Warning: If you are sending a message to the service, it is expected that Content-Type is specified in the header since it defines the overall message interaction with the server. An optional charset can be included. For example, Content-Type:applicaton/json;charset=UTF-8.
You have to completely define the message to be sent and it must be constant. No variable substitution is done. The XPath Query is used to pull values out of the response from the server. The response must be in XML or JSON, otherwise this will not work. A valid XPath query for the response must be specified. This depends entirely on the service you interface with.
|Note:||The message is sent to the server only once per session. This is done both for performance reasons and because the values in the response are expected to be relatively constant.|
The path for the parameter is added to the base_path in the script.
If the Script contains:
host = api.wunderground.com base_path = /auto/wui/geo/ForecastXML/
and Template Development specifies:
query type = List XPath Query = //high/fahrenheit/text() HTTP Method = GET path = index.xml?query=66062 message (not set)

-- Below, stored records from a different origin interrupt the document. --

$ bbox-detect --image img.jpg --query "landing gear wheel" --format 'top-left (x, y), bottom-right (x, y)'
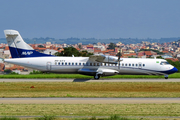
top-left (94, 75), bottom-right (100, 80)
top-left (164, 75), bottom-right (168, 79)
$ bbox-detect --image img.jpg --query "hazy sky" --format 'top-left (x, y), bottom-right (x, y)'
top-left (0, 0), bottom-right (180, 38)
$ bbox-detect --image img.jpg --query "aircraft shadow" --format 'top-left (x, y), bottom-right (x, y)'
top-left (73, 79), bottom-right (91, 82)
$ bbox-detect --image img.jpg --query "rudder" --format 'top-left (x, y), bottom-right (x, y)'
top-left (4, 30), bottom-right (52, 58)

then the message that is sent is:
GET /auto/wui/geo/ForecastXML/index.xml?query=66062 HTTP/1.1
This will return the week's highs in Fahrenheit:
81 77 81 81 83 85
Workforce Management Parameters
In Configuration Server, Workforce Management Scripts must have a section called wfm. Table 4 lists the properties that you can specify for Workforce Management parameters.

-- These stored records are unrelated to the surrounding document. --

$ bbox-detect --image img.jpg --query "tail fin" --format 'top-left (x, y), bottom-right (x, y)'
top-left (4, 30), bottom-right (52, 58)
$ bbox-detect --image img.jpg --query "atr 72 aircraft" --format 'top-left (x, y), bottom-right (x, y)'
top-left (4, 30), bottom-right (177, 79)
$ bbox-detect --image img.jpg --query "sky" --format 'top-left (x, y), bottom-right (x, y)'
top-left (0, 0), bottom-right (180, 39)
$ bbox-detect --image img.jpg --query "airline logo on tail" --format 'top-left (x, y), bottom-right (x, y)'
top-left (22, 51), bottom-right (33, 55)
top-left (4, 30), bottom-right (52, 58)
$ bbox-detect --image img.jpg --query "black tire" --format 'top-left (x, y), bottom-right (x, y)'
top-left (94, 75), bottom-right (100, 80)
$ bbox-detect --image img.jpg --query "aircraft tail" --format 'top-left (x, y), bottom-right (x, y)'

|wfmCfgServerApplName||Mandatory||Configuration Server application name for the WFM server.|
|wfmCfgServerUserName||Mandatory||Configuration Server user name.|
|wfmCfgServerPassword||Mandatory||Configuration Server password.|
|wfmServerUrl||Mandatory||URL of WFM Server.|
When configuring a new parameter of type “Workforce Management”, simply name the parameter and choose the WFM profile (script object just created) from the drop-down list. When the author is using this parameter, the GRAT will fetch the current list of WFM Activities from the WFM Server and display them to the rule author.
Support for User-Defined Template Types
GRAT automatically displays the list of template types published to it, and template designers can select these user-defined template types or define new ones, according to their own needs.
Each time a rule template is published, a new version is created in the repository. The rule author will be able to select any version of the template from the Template Selection dialog when creating a rule package. This dialog shows the last N versions of a template, where N is a value configured by using configuration option display-n-template-versions in Genesys Administrator.
When you are publishing newer versions of the rule template, be aware that certain changes could affect rules that already have been created using the earlier version of the template. Be careful not to make changes that could void existing rules, unless these changes are communicated to the rule author.
For example, if Rule Template version 1 contains a condition that is removed later in version 2, then if a rule were already built using that condition, it will no longer compile if the rule author upgrades to Rule Template version 2.
For example, if the configuration were set to show the last 3 versions of a template, the currently selected template is GRS Template version 2, and there are 5 versions in the repository, we would show GRS Template versions 5, 4 and 3, as well as GRS Template version 2. Users could choose between versions 3, 4, or 5.
In order to provide details about the differences between template versions, rules template developers can publish a version comment that describes specific changes made to individual template versions. This version comment appears in GRAT in the Template Selection table, and can be edited by the rule author in GRAT.